Ultrafast Laser Processing Theory, Applications & Transfer – ULTRA

Ultrafast Laser Processing Theory, Applications & Transfer – ULTRA responsible R. Stoian

The ULTRA project follows an approach of research and development encompassing fundamental studies, laser applications in material processing and technology transfer. The main objectives refer to:

  • Gaining access and new knowledge on laser-matter interaction mechanisms,

  • Developing high throughput methods for surface and bulk 3D micro- and nano-structuring using designer ultrashort laser pulses, notably smart reconfigurable processing techniques based on pulse spatial and temporal vectorial pulse shaping.

  • Developing performant investigation tools including simulation methods for probing ultrafast phenomena on surfaces and in the bulk, adaptive-predictive hydrodynamic codes and nonlinear pulse propagation approaches.

  • Evaluating the possibility of industrial transfer particularly in the field of laser marking, tribology, and optics.

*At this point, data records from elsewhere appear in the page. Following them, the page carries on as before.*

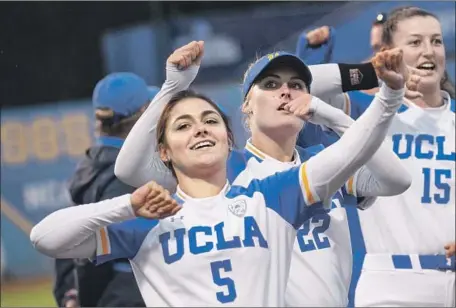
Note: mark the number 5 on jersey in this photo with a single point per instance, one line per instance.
(438, 178)
(217, 269)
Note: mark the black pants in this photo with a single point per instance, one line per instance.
(122, 291)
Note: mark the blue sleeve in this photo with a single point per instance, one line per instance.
(317, 55)
(235, 165)
(288, 194)
(122, 240)
(358, 103)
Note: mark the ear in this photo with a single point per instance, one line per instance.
(246, 108)
(163, 151)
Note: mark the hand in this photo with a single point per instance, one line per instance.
(450, 249)
(300, 107)
(187, 55)
(318, 36)
(390, 67)
(153, 201)
(71, 303)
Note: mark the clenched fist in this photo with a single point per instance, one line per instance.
(153, 201)
(318, 36)
(187, 55)
(300, 107)
(390, 67)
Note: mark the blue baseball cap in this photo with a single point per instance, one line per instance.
(124, 93)
(279, 57)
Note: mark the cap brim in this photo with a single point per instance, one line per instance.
(292, 62)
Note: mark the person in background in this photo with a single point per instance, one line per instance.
(119, 99)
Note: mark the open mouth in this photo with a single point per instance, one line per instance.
(427, 66)
(203, 144)
(282, 107)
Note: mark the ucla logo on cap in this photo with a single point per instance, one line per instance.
(272, 55)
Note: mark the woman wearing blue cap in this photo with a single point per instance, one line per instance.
(227, 244)
(274, 86)
(119, 99)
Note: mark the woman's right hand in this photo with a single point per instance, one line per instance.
(152, 201)
(187, 55)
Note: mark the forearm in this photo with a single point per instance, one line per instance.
(332, 79)
(138, 161)
(358, 143)
(384, 174)
(71, 232)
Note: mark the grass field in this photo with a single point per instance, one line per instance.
(29, 294)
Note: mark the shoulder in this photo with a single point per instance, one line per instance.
(306, 153)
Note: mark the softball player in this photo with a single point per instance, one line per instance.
(228, 244)
(410, 238)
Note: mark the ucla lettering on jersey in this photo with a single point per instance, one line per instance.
(233, 248)
(251, 231)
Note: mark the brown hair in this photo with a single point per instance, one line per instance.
(164, 117)
(109, 124)
(390, 26)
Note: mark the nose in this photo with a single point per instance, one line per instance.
(428, 49)
(201, 130)
(285, 91)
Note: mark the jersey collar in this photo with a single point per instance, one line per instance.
(259, 155)
(181, 197)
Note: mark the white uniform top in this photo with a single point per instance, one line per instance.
(321, 265)
(421, 220)
(237, 245)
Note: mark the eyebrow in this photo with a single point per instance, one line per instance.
(419, 35)
(205, 113)
(278, 77)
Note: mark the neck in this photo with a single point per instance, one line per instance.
(203, 185)
(278, 147)
(429, 100)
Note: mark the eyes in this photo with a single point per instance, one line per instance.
(417, 42)
(273, 84)
(187, 125)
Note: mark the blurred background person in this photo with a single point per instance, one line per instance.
(60, 50)
(119, 99)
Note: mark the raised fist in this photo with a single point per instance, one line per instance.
(153, 201)
(318, 36)
(187, 55)
(300, 107)
(390, 67)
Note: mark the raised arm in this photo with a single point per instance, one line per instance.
(138, 161)
(331, 168)
(81, 231)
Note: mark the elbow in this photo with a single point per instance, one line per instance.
(399, 184)
(39, 242)
(122, 173)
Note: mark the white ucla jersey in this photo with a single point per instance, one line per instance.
(233, 249)
(321, 265)
(422, 219)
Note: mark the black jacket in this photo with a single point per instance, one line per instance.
(93, 181)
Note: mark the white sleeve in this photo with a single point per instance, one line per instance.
(384, 174)
(71, 232)
(138, 161)
(331, 168)
(327, 85)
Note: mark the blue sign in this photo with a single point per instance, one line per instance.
(40, 147)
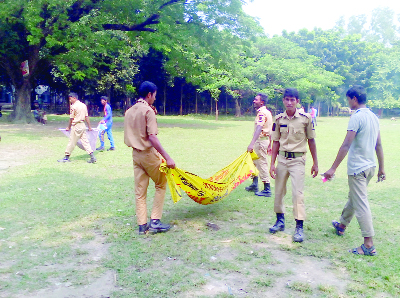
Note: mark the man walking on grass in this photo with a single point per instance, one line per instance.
(362, 141)
(261, 143)
(78, 117)
(106, 123)
(140, 133)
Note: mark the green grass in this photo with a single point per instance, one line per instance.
(51, 212)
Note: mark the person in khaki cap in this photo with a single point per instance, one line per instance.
(261, 143)
(291, 132)
(140, 133)
(77, 118)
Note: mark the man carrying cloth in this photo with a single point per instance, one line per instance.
(362, 141)
(291, 132)
(78, 116)
(140, 133)
(261, 143)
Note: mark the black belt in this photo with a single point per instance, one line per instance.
(291, 154)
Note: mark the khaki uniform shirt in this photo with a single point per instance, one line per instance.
(293, 134)
(78, 112)
(264, 119)
(140, 122)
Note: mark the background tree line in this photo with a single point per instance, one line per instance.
(203, 55)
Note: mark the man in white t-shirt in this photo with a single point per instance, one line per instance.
(362, 141)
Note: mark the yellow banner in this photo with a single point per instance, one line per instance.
(215, 188)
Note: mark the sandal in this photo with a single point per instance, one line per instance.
(366, 251)
(339, 230)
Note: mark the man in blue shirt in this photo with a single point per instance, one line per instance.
(106, 125)
(362, 142)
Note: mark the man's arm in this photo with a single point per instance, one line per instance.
(155, 142)
(108, 116)
(341, 154)
(88, 122)
(69, 124)
(379, 155)
(313, 149)
(275, 151)
(255, 137)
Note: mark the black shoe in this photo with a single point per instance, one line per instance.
(92, 160)
(65, 159)
(298, 235)
(252, 188)
(143, 229)
(264, 193)
(156, 226)
(279, 224)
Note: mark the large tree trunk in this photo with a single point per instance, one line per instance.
(237, 108)
(22, 105)
(181, 108)
(195, 109)
(165, 97)
(216, 110)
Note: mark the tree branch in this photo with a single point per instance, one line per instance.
(152, 20)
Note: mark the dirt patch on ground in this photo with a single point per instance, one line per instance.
(89, 259)
(286, 276)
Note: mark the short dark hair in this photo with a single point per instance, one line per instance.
(291, 92)
(145, 88)
(73, 94)
(263, 97)
(358, 92)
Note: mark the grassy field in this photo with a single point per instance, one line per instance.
(67, 227)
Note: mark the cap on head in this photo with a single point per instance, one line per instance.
(291, 92)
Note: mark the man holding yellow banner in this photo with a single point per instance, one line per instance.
(261, 143)
(140, 133)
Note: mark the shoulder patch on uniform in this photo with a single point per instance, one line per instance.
(305, 115)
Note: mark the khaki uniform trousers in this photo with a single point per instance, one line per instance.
(146, 165)
(78, 131)
(262, 163)
(357, 202)
(295, 168)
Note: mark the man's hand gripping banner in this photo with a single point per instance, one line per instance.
(215, 188)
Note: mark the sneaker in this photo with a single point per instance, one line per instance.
(156, 226)
(278, 226)
(298, 235)
(64, 160)
(263, 193)
(143, 229)
(92, 160)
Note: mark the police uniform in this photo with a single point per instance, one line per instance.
(292, 135)
(78, 112)
(140, 122)
(264, 119)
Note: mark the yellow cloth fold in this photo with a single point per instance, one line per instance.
(215, 188)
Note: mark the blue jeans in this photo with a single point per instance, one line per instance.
(109, 135)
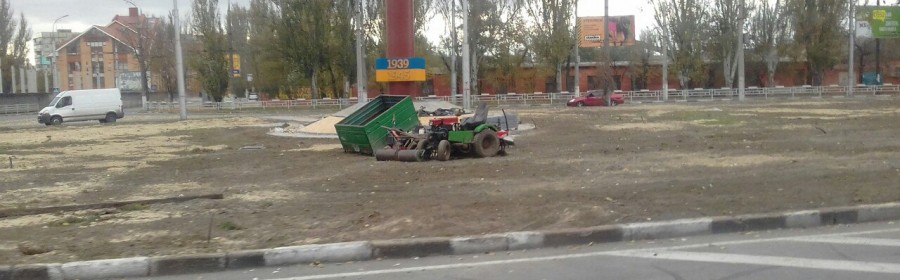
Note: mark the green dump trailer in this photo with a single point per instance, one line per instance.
(364, 131)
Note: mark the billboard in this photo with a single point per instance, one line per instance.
(131, 81)
(884, 21)
(400, 70)
(591, 33)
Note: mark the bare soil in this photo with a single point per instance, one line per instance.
(579, 167)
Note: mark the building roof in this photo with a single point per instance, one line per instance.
(114, 33)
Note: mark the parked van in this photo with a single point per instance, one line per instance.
(104, 105)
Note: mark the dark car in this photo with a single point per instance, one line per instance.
(595, 100)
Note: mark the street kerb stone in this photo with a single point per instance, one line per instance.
(172, 265)
(30, 271)
(524, 240)
(405, 248)
(668, 229)
(839, 215)
(880, 212)
(336, 252)
(245, 259)
(5, 272)
(803, 219)
(748, 223)
(601, 234)
(105, 269)
(479, 244)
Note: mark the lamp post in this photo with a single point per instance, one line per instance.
(54, 59)
(141, 57)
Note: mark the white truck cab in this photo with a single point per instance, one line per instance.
(104, 105)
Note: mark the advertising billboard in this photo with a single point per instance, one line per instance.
(591, 33)
(883, 21)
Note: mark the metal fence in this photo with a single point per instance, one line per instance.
(553, 98)
(19, 108)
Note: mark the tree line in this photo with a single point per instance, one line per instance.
(305, 48)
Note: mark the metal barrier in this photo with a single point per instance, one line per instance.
(19, 109)
(537, 98)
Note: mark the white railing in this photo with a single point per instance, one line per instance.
(19, 108)
(553, 98)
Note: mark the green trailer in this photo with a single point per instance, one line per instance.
(364, 131)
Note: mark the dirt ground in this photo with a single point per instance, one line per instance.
(578, 167)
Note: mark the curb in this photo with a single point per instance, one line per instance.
(422, 247)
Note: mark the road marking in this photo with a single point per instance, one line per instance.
(766, 261)
(850, 241)
(630, 252)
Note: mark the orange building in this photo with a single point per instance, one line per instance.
(104, 56)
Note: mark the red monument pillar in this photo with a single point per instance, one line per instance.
(400, 41)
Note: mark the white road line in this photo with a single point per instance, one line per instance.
(850, 241)
(574, 256)
(767, 261)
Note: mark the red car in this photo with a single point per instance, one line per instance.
(595, 100)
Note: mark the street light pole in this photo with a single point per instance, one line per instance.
(467, 81)
(851, 78)
(179, 62)
(362, 80)
(54, 59)
(577, 55)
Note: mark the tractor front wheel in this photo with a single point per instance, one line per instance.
(487, 144)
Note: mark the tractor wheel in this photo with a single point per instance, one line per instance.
(487, 144)
(443, 152)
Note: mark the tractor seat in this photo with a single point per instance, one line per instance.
(479, 118)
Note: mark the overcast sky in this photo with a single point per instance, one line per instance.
(84, 13)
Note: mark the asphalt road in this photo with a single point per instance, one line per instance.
(867, 251)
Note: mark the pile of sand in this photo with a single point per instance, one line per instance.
(323, 126)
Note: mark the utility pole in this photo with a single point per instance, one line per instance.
(179, 62)
(53, 61)
(877, 51)
(740, 53)
(577, 55)
(467, 88)
(851, 78)
(362, 79)
(454, 88)
(609, 64)
(665, 77)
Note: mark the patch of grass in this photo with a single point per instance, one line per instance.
(710, 118)
(76, 220)
(134, 207)
(200, 150)
(228, 225)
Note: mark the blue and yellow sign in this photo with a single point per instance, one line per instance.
(400, 70)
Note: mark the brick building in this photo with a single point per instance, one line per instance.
(103, 56)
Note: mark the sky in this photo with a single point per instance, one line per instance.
(83, 14)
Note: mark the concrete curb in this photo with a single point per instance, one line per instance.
(421, 247)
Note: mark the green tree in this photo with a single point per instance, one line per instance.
(210, 64)
(162, 56)
(820, 33)
(770, 34)
(551, 33)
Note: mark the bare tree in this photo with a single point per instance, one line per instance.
(728, 18)
(819, 31)
(210, 65)
(770, 34)
(685, 22)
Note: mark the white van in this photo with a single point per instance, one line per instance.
(104, 105)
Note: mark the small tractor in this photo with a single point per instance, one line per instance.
(445, 136)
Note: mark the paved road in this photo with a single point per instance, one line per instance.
(867, 251)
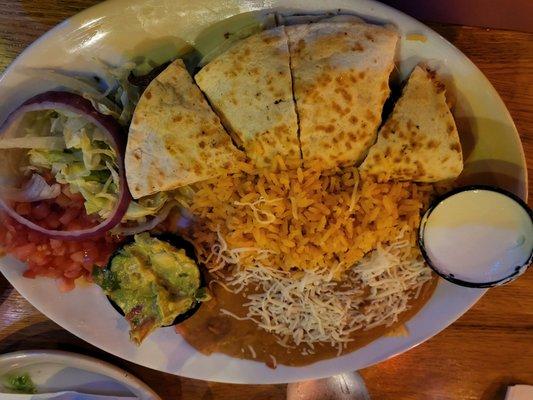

The emphasis lies in proposing processing tools which are matter- and shape adaptable using current laser beam engineering methods in temporal and spatial domains and adaptive, intelligent feedback loops. We are currently integrating in processing technologies pulse shaping techniques able to channel in a judicious way the energy flow in the excited matter towards optimal processing results on arbitrary patterns, as well as high efficiency parallel structuring methods. A particular interest is dedicated to 3D processing for integrated optical systems and 2D surface structuring for mechanical (tribological), microfluidics, and marking applications.

 

Current highlights:

  • 3D refractive index control in optical glasses and embedded photonics using designer pulses.

  • Real time spatial beam engineering for 2D and 3D parallel processing and corrective beam delivery.

  • Micro and nanostructuring using nanoscale self-organization of matter, color coding via ripple generation, orientation and scale control.

  • Control of thermodynamic evolution paths of excited matter; application in nanotechnologies (nanoparticle, nanostructuring).

  • Predictive and adaptive simulation tools for describing material behaviors under laser excitation.